The value to HHC is said to be that the IU faculty and students provide the medical staff for the hospital and clinics, staff that HHC does not have to hire. From the contract itself and information the school is willing to reveal, it is impossible to tell whether this is a good deal for HHC. There are clues, however. Not all the physicians at the hospital are provided by the School of Medicine. Currently, Wishard has 76 doctors whom HHC pays to work at Wishard: 31 psychiatrists, 23 unspecified-specialty physicians and 22 OB/GYNs. The total compensation for this group is $12.4 million, an average annual salary of $163,000 based on a 40-hour work week. Using that figure as an average, HHC could hire 357 physicians with what it pays to the IUSOM-related groups.
It doesn't look like a bargain for Marion County taxpayers who own and contribute taxes to support Wishard Hospital. Moldthan observes that IU-related organizations have contributed over $1 million to the Citizens for Wishard PAC lobbying for passage of the referendum. By comparison, only three HHC employees gave a total of $125 to the PAC. Moldthan wonders why IU isn't contributing towards the construction of the new hospital given the obvious financial benefit it receives from it. Moldthan's viewpoint doesn't mention it, but he made an offer to IU to withdraw his opposition to the referendum if IU would publicly agree to cover any shortfall should HHC's revenues be inadequate to cover repayment of the bonds. That would ensure that Marion Co. property taxpayers won't have to pay for the new hospital through higher property taxes, which is what is currently being proposed at the November 3 special election. IU declined the offer. It knows and HHC knows that the nursing home revenues will eventually dry up and force HHC to tap property taxes to pay for a hospital that is being built to support IU's medical school and only secondarily to provide services to the citizens of Marion County.

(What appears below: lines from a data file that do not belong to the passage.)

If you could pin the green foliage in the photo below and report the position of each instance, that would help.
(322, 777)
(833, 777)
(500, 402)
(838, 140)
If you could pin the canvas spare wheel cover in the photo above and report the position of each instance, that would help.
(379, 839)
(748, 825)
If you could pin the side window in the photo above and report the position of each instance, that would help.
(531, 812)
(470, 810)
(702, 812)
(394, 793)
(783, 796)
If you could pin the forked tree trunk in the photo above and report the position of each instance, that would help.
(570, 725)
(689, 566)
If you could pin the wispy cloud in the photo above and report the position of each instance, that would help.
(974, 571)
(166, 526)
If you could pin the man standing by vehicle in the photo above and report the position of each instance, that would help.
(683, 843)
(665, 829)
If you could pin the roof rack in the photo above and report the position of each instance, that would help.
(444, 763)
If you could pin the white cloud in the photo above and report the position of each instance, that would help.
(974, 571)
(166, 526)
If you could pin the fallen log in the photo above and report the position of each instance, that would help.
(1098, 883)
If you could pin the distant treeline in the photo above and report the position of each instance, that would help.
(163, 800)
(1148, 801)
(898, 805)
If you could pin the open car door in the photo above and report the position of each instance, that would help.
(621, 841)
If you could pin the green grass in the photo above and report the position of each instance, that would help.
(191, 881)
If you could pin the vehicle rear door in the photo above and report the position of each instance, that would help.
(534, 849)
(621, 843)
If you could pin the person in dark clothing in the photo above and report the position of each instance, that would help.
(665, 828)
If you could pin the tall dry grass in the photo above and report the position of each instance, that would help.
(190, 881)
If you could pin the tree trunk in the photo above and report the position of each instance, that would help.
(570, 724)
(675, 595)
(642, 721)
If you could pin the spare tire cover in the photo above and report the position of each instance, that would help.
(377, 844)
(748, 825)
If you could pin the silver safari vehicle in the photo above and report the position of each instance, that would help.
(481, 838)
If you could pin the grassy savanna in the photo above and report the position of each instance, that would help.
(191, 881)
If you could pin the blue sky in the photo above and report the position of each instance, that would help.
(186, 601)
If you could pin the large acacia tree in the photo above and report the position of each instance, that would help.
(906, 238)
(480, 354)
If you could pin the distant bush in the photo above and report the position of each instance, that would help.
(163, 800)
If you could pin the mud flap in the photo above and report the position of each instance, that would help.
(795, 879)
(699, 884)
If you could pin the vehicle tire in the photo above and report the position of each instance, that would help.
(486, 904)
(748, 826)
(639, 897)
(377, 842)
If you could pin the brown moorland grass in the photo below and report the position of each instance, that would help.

Despite the fact that the Star has run one pro-Wishard viewpoint after another for the past several weeks, it wouldn't run Moldthan's viewpoint without running yet another pro-Wishard viewpoint next to it. This one was penned by the Greater Indianapolis Chamber of Commerce's Roland Dorson, who hasn't see a tax increase he doesn't like. I frankly don't understand why any legitimate business owner in Marion County would join his group. It essentially exists to advocate for public subsidies and tax give-aways to a handful of connected businesses. His group essentially wants to shift the tax burden to working class people and small business owners to help this small group of insiders, which helps explain why so many people are fleeing Marion County and moving out into the suburban counties. Dorson reiterates the meme of the referendum proponents that no new property tax revenues will be needed. It's just a guarantee he explains, a guarantee IU wants no part of it and it is the one entity that benefits more than any other if a new hospital is built on the backs of Marion Co. property taxpayers.
Here's the bottom line. Even if you vote down the Wishard referendum on November 3, the new hospital will be built--if you believe what the proponents are telling us. The revenue stream is so reliable that it won't be necessary to tap property tax revenues they assure us. Then that means the HHC will simply be able to issue revenue bonds pledging those revenues instead of general obligation bonds backed by property taxes to finance construction of the new hospital. That's how we built the Lucas Oil Stadium. That' how we financed a new airport terminal for the Indianapolis Airport Authority. So vote no on the Wishard referendum. You can have your cake and eat it too.